This is an automated email from the ASF dual-hosted git repository.
eladkal pushed a commit to branch main
in repository https://gitbox.apache.org/repos/asf/airflow.git
The following commit(s) were added to refs/heads/main by this push:
new 41e611929e Fix Failing ES Remote Logging (#32438)
41e611929e is described below
commit 41e611929eadcbbc746d956647967c82f40fae4a
Author: Owen Leung <[email protected]>
AuthorDate: Sat Jul 15 14:30:04 2023 +0800
Fix Failing ES Remote Logging (#32438)
* Update es_task_handler.py
---
airflow/providers/elasticsearch/log/es_response.py | 157 ++++++++++++++++++
.../providers/elasticsearch/log/es_task_handler.py | 180 ++++++++++++---------
.../log/elasticmock/fake_elasticsearch.py | 114 ++++++++++++-
.../elasticsearch/log/test_es_task_handler.py | 22 +++
4 files changed, 397 insertions(+), 76 deletions(-)

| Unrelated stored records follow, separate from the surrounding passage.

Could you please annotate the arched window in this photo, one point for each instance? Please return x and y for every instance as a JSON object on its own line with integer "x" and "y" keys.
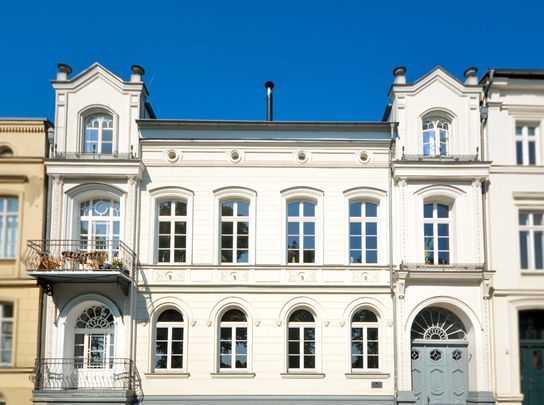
{"x": 169, "y": 340}
{"x": 436, "y": 229}
{"x": 436, "y": 323}
{"x": 301, "y": 220}
{"x": 98, "y": 136}
{"x": 363, "y": 232}
{"x": 93, "y": 339}
{"x": 233, "y": 340}
{"x": 235, "y": 231}
{"x": 301, "y": 340}
{"x": 436, "y": 132}
{"x": 172, "y": 246}
{"x": 364, "y": 340}
{"x": 100, "y": 225}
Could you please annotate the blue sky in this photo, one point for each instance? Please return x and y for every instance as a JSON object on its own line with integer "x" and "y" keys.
{"x": 330, "y": 60}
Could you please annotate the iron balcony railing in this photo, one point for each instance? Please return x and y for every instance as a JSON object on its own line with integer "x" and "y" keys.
{"x": 57, "y": 374}
{"x": 81, "y": 255}
{"x": 454, "y": 267}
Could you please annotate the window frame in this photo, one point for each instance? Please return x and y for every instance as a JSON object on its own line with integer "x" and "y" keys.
{"x": 169, "y": 326}
{"x": 5, "y": 215}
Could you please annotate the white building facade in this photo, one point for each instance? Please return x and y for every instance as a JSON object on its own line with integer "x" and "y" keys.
{"x": 199, "y": 262}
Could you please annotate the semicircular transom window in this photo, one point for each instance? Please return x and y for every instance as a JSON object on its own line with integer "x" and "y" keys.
{"x": 438, "y": 324}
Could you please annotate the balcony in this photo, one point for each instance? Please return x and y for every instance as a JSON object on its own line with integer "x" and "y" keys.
{"x": 74, "y": 261}
{"x": 100, "y": 380}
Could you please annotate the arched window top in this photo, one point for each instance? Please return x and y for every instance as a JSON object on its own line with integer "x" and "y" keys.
{"x": 234, "y": 315}
{"x": 436, "y": 323}
{"x": 364, "y": 315}
{"x": 170, "y": 315}
{"x": 301, "y": 315}
{"x": 95, "y": 317}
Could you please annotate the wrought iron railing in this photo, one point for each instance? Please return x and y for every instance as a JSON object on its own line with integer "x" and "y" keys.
{"x": 57, "y": 374}
{"x": 439, "y": 158}
{"x": 455, "y": 267}
{"x": 81, "y": 255}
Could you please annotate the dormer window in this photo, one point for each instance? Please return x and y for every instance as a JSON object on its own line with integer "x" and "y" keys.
{"x": 436, "y": 131}
{"x": 98, "y": 136}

diff --git a/airflow/providers/elasticsearch/log/es_response.py
b/airflow/providers/elasticsearch/log/es_response.py
new file mode 100644
index 0000000000..9a13847a82
--- /dev/null
+++ b/airflow/providers/elasticsearch/log/es_response.py
@@ -0,0 +1,157 @@
+# Licensed to the Apache Software Foundation (ASF) under one
+# or more contributor license agreements. See the NOTICE file
+# distributed with this work for additional information
+# regarding copyright ownership. The ASF licenses this file
+# to you under the Apache License, Version 2.0 (the
+# "License"); you may not use this file except in compliance
+# with the License. You may obtain a copy of the License at
+#
+# http://www.apache.org/licenses/LICENSE-2.0
+#
+# Unless required by applicable law or agreed to in writing,
+# software distributed under the License is distributed on an
+# "AS IS" BASIS, WITHOUT WARRANTIES OR CONDITIONS OF ANY
+# KIND, either express or implied. See the License for the
+# specific language governing permissions and limitations
+# under the License.
+from __future__ import annotations
+
+
+def _wrap(val):
+ if isinstance(val, dict):
+ return AttributeDict(val)
+ return val
+
+
+class AttributeList:
+ """Helper class to provide attribute like access to List objects."""
+
+ def __init__(self, _list):
+ if not isinstance(_list, list):
+ _list = list(_list)
+ self._l_ = _list
+
+ def __getitem__(self, k):
+ val = self._l_[k]
+ if isinstance(val, slice):
+ return AttributeList(val)
+ return _wrap(val)
+
+ def __iter__(self):
+ return map(lambda i: _wrap(i), self._l_)
+
+ def __bool__(self):
+ return bool(self._l_)
+
+
+class AttributeDict:
+ """Helper class to provide attribute like access to Dictionary objects."""
+
+ def __init__(self, d):
+ super().__setattr__("_d_", d)
+
+ def __getattr__(self, attr_name):
+ try:
+ return self.__getitem__(attr_name)
+ except KeyError:
+ raise AttributeError(f"{self.__class__.__name__!r} object has no
attribute {attr_name!r}")
+
+ def __getitem__(self, key):
+ return _wrap(self._d_[key])
+
+ def to_dict(self):
+ return self._d_
+
+
+class Hit(AttributeDict):
+ """
+ The Hit class is used to manage and access elements in a document.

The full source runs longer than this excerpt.